Man charged with killing 14-year-old girl, injuring mother told 911 he was ‘hunted,’ Birmingham detective testifies
Bruce Lanier Austin, the suspect in the slaying of a 14-year-old Birmingham girl killed while she was on her way to school, called 911 moments before the deadly shooting and claimed he was being “hunted,” a detective testified today.
The 37-year-old Austin is charged with capital murder in the Nov. 16 shooting death of Moriah Quib-Marquez.
The 23 rifle rounds police say were fired by Austin also left her mother critically injured with a gunshot wound to the head.
He is also charged with attempted murder in the shooting of Moriah’s mother, and with discharging a gun into an occupied vehicle.
The shooting happened at 8:07 a.m. that Wednesday at 80th Street and Fifth Avenue North.
Officers were dispatched to the area after receiving multiple Shot Spotter alerts. When they arrived, they found an SUV crashed into a utility pole.
Moriah, a seventh grader at Ossie Ware Mitchell Middle School who excelled as a student and athlete, was pronounced dead on the scene.
Her mother, Rosa, was taken by Birmingham firefighters to UAB Hospital after a rifle round entered the right side of her head and remains lodged in the left side of her skull.
Austin appeared before Jefferson County District Judge William Bell Wednesday to hear the evidence against him and to ask that a bond be set in his case.
District Attorney Danny Carr, who is prosecuting the case with Deputy District Attorney Shawn Allen, vehemently opposed to Austin being allowed out on bond, contending he is a danger to the community.
“He basically blew a young lady’s head off and almost killed her mom,’’ Carr told the judge.
Bell did not grant Austin a bond and ruled there was enough evidence against him to send the case to a grand jury for indictment consideration.
Moriah’s father and other family members were in the courtroom, hearing the testimony through a translator that sat with them. More than a dozen of Austin’s family and friends were also present to show support for the suspect.
Multiple police officers also were in the courtroom Wednesday.
Birmingham homicide Det. Nick Clark testified for about an hour, chronicling the evidence against Austin.
Moriah and her mother were in the front seat of an SUV, on their way to pick up someone else on the way to school. Moriah’s father and three other children – ages 10, 6 and 5 – were in the back seat when the shooting happening.
Witnesses told police they heard a shot moments before the SUV crashed into a utility pole. The crash was followed by numerous other shots.
Birmingham’s 911 received calls from eight separate numbers reporting the incident.
Video obtained from the area showed the SUV crash, and also showed a Black male in a red track suit with a long gun in his hand. None of the videos recovered actually captured the shooting.

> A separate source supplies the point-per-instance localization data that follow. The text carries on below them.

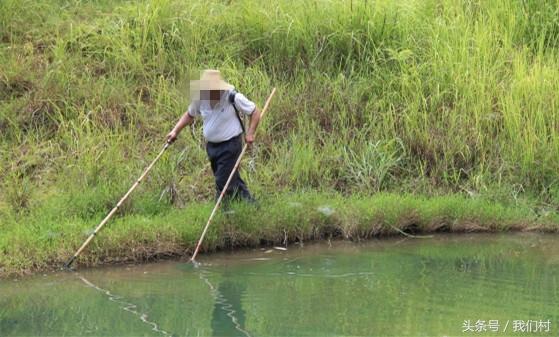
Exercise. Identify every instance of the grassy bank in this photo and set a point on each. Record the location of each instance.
(432, 99)
(46, 244)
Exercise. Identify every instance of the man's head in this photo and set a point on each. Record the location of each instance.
(210, 86)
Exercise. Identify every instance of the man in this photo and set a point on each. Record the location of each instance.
(217, 103)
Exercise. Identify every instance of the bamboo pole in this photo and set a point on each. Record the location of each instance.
(113, 211)
(218, 203)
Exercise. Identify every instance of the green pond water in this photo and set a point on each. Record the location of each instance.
(501, 285)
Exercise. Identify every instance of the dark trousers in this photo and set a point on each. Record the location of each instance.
(223, 157)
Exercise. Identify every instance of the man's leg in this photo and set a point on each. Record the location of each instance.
(223, 158)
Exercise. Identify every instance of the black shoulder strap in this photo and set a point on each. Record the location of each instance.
(232, 95)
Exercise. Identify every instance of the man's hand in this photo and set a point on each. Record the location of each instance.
(249, 138)
(171, 137)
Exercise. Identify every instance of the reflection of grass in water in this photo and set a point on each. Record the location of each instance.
(127, 306)
(383, 289)
(423, 97)
(283, 218)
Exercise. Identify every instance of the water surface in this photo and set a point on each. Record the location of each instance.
(390, 287)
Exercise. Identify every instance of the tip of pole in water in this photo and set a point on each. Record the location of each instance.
(195, 263)
(68, 264)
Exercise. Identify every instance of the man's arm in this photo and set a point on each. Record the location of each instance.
(185, 120)
(254, 120)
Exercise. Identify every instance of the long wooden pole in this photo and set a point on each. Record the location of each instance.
(113, 211)
(218, 203)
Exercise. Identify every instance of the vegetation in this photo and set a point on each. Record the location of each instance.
(444, 103)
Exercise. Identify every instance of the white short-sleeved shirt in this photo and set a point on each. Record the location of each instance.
(220, 122)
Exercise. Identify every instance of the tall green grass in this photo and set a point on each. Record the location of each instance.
(428, 97)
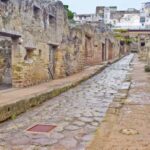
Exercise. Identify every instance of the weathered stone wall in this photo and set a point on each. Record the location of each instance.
(44, 46)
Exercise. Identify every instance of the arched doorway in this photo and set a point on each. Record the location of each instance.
(5, 62)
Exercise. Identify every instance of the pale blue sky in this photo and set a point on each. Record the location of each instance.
(88, 6)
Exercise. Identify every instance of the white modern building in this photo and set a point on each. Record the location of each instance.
(145, 15)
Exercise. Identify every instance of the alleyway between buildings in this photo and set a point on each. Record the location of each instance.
(130, 131)
(77, 113)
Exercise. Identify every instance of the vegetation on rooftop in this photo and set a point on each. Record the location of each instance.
(69, 12)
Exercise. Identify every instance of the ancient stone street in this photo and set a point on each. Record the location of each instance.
(76, 113)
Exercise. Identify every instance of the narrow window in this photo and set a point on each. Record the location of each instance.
(36, 12)
(51, 19)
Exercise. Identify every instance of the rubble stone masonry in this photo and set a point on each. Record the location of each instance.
(43, 44)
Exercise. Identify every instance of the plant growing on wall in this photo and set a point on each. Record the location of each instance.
(119, 35)
(69, 12)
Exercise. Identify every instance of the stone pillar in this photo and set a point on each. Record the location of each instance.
(16, 69)
(147, 67)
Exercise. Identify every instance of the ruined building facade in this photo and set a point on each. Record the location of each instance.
(37, 44)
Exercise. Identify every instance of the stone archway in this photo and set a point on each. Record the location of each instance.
(5, 61)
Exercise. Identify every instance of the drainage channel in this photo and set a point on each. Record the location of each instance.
(69, 120)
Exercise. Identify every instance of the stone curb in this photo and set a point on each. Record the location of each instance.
(12, 110)
(112, 114)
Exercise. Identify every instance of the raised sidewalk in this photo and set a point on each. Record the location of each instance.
(16, 101)
(127, 122)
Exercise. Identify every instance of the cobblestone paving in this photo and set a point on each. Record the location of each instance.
(76, 113)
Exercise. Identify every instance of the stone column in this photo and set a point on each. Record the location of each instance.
(147, 67)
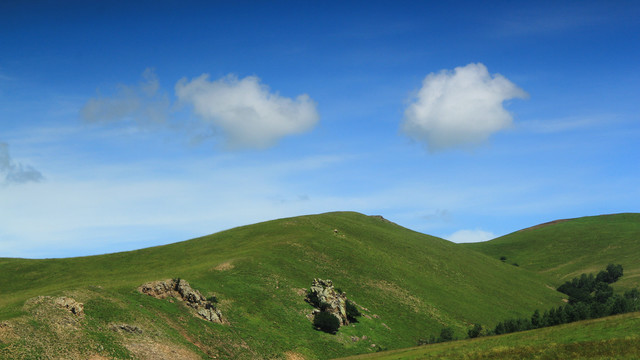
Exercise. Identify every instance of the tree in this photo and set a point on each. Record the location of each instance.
(326, 322)
(535, 319)
(603, 292)
(446, 334)
(475, 331)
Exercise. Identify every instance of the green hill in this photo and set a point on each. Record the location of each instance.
(564, 249)
(409, 285)
(614, 337)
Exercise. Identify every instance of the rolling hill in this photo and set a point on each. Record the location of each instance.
(408, 285)
(614, 337)
(564, 249)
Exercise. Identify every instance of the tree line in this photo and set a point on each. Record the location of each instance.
(590, 297)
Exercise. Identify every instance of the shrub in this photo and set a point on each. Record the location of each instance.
(446, 334)
(326, 322)
(475, 331)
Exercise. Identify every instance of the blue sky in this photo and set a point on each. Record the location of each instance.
(132, 124)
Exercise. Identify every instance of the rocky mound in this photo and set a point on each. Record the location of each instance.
(180, 289)
(324, 297)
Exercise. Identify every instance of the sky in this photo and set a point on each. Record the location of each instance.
(129, 124)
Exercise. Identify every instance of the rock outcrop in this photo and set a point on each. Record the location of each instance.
(76, 308)
(324, 297)
(181, 289)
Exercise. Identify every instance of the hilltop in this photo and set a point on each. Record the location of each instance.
(408, 286)
(564, 249)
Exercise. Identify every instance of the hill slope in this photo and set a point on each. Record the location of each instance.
(411, 285)
(565, 249)
(614, 337)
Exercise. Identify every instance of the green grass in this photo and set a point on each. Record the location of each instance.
(615, 337)
(566, 249)
(413, 283)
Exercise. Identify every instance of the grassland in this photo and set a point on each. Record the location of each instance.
(615, 337)
(410, 284)
(563, 250)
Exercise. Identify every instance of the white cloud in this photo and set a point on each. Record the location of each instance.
(15, 172)
(459, 108)
(467, 236)
(249, 115)
(142, 103)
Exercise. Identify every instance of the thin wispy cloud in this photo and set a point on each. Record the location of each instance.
(468, 236)
(241, 113)
(459, 108)
(247, 112)
(143, 103)
(16, 172)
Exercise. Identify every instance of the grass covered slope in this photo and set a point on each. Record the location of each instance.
(614, 337)
(565, 249)
(411, 285)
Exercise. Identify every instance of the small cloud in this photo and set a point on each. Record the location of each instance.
(246, 111)
(467, 236)
(16, 173)
(438, 215)
(457, 108)
(142, 103)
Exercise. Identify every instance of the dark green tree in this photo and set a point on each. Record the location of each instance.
(475, 331)
(446, 334)
(535, 319)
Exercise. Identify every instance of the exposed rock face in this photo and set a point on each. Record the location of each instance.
(181, 289)
(324, 297)
(76, 308)
(126, 328)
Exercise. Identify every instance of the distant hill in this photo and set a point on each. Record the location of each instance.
(614, 337)
(408, 286)
(564, 249)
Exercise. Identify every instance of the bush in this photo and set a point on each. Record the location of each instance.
(446, 334)
(475, 331)
(326, 322)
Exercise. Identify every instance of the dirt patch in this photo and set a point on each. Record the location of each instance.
(160, 351)
(290, 355)
(545, 224)
(7, 334)
(402, 295)
(228, 265)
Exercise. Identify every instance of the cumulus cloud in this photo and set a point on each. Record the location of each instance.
(457, 108)
(247, 112)
(467, 236)
(16, 173)
(142, 103)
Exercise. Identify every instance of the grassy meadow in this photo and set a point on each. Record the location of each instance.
(615, 337)
(408, 286)
(563, 250)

Investigators recovered 23 rifle shell casings as well as two live rifle rounds at the scene. They later recovered the same caliber round from the floor of a vehicle in which police say Austin left the scene.

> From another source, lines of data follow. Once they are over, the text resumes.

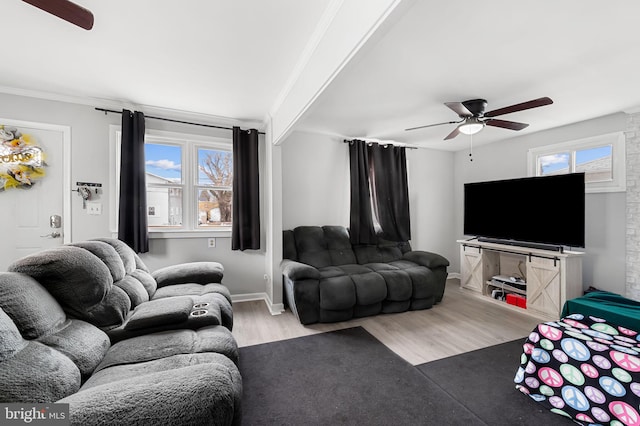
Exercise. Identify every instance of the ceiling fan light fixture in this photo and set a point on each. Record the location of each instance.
(471, 126)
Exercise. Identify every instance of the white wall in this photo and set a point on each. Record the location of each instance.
(244, 271)
(315, 180)
(604, 261)
(431, 200)
(316, 189)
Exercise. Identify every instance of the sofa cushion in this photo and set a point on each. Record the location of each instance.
(337, 293)
(191, 289)
(80, 282)
(384, 251)
(216, 339)
(30, 371)
(192, 272)
(127, 270)
(160, 312)
(323, 246)
(11, 342)
(34, 311)
(180, 390)
(37, 315)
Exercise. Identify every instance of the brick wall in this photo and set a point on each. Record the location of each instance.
(632, 136)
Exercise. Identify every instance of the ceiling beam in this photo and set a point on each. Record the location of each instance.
(345, 28)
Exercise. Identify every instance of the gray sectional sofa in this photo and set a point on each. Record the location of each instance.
(106, 283)
(64, 314)
(327, 279)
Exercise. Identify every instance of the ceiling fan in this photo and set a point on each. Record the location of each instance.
(473, 118)
(66, 10)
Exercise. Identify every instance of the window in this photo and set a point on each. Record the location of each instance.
(189, 183)
(601, 158)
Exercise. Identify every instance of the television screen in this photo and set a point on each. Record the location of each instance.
(544, 210)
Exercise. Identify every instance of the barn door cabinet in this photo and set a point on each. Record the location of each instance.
(548, 278)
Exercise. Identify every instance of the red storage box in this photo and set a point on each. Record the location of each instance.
(517, 300)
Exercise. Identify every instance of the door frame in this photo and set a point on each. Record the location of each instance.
(66, 171)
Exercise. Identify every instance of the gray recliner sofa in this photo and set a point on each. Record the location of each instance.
(105, 283)
(327, 279)
(174, 377)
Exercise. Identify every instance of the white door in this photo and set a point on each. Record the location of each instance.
(26, 220)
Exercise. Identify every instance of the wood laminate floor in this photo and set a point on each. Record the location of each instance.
(462, 322)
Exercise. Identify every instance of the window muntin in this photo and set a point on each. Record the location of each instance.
(596, 163)
(554, 164)
(601, 158)
(171, 218)
(163, 167)
(214, 187)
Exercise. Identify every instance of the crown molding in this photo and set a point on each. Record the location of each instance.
(170, 113)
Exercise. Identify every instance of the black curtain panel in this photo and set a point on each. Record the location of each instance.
(390, 191)
(361, 229)
(245, 228)
(132, 214)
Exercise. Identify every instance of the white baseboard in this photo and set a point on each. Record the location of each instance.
(274, 308)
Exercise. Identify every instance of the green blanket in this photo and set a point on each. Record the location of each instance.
(612, 307)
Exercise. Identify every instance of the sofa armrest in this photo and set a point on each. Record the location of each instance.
(298, 271)
(194, 272)
(426, 258)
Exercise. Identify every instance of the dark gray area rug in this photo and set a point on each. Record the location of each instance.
(482, 381)
(348, 377)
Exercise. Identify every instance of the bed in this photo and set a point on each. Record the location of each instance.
(585, 368)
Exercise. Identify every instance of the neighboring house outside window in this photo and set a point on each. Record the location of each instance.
(601, 158)
(189, 184)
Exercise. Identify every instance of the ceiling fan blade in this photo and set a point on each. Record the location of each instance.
(433, 125)
(66, 10)
(511, 125)
(453, 134)
(459, 108)
(519, 107)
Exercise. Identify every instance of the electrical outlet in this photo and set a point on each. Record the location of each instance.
(94, 208)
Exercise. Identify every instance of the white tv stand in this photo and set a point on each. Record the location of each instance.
(551, 277)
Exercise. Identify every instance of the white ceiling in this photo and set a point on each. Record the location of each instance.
(233, 59)
(583, 54)
(225, 58)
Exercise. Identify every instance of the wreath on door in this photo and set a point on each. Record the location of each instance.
(21, 161)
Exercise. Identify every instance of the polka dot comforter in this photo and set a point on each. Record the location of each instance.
(583, 368)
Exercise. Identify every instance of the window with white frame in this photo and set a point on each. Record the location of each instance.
(189, 183)
(601, 158)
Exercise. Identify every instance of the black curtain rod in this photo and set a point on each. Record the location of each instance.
(173, 121)
(380, 143)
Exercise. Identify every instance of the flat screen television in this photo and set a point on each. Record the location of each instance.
(547, 210)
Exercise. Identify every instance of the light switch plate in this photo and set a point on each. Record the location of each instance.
(94, 208)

Clark said 911 received a call from Austin just prior to the shooting – at 7:58 a.m. The described the call as non-sensical and hard to make out, but Austin claimed he was being “hunted” and shot at.

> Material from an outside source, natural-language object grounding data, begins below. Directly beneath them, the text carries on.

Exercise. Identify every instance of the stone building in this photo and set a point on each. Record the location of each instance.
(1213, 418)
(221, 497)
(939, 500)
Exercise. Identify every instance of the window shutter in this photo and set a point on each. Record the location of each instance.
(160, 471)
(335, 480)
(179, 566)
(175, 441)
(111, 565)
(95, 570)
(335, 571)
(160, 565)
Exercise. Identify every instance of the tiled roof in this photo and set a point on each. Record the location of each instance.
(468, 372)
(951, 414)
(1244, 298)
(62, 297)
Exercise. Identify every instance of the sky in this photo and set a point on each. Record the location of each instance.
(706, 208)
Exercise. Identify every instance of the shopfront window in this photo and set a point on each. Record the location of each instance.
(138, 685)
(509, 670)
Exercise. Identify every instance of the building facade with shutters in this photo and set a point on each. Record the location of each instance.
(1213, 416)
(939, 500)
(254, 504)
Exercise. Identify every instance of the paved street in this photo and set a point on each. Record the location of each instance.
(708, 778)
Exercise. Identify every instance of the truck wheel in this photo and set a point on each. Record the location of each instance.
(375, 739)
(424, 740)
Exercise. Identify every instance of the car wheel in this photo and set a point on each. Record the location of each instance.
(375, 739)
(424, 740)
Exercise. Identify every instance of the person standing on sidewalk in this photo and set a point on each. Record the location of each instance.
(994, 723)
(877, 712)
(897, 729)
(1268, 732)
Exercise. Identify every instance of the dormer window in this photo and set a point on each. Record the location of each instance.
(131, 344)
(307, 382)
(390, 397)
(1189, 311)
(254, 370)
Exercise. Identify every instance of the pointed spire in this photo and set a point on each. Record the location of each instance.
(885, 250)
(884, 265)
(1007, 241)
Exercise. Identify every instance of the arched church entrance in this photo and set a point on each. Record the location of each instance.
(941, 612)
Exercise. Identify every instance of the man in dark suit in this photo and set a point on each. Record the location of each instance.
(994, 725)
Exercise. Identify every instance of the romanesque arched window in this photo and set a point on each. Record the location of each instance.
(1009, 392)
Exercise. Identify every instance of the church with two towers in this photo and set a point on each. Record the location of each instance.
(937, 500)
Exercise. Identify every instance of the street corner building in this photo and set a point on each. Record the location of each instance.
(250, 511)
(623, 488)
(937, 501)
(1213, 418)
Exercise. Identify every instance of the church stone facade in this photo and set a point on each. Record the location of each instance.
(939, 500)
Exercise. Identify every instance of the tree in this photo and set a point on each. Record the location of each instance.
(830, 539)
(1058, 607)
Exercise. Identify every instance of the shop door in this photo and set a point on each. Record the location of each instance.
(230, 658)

He would not give dispatchers his location and the call ended shortly afterward.
No evidence was recovered, prosecutors said, that indicated anyone had been shooting at Austin.
A motorist who was in front of the Marquez family’s red Yukon told police he was driving to breakfast when he heard a shot, and then saw the SUV crash.
Clark testified that the witness saw a man in a red track suit with a rifle. He heard a shot, then the crash then multiple other shots fired.
One of the children in the SUV was interviewed at the Prescott House and said she hear a “boom,” and then they wrecked. The wreck, she told investigators, was followed by numerous other shots.
Among the videos retrieved by investigators was footage of the suspect getting into a dark Chrysler 200 following the shooting. Police used Flock cameras and were able to trace that vehicle back to a woman who lived nearby and turned out to be Austin’s girlfriend.
Investigators set up surveillance at the girlfriend’s home and took Austin into custody during a traffic stop after he left the home in the Chrysler.
The girlfriend told police Austin had called and told her to come pick him up in the 400 block of 80th Street North. She said she did not see a gun.
In an interview with police after his arrest, Clark testified, Austin told police he had an ongoing dispute with a man named Craig, who has not been located, and that he was being followed and shot at. Initially he said he did not fire back, the detective said, but later said he a shot.
Austin told the detectives he got rid of the gun and gave a general location, but the gun has not been recovered. Police also did not recover a red track suit.
Austin is represented by attorney Emory Anthony. Under cross examination, the detective acknowledge that they did not search the home of Austin’s mother, where he had been in the hours between the deadly shooting and his arrest, nor did they try to recover her cell phone, which Austin was reportedly using that day.
The detective acknowledged investigators did not, and have not, spoken with any of Austin’s family members as part of the investigation.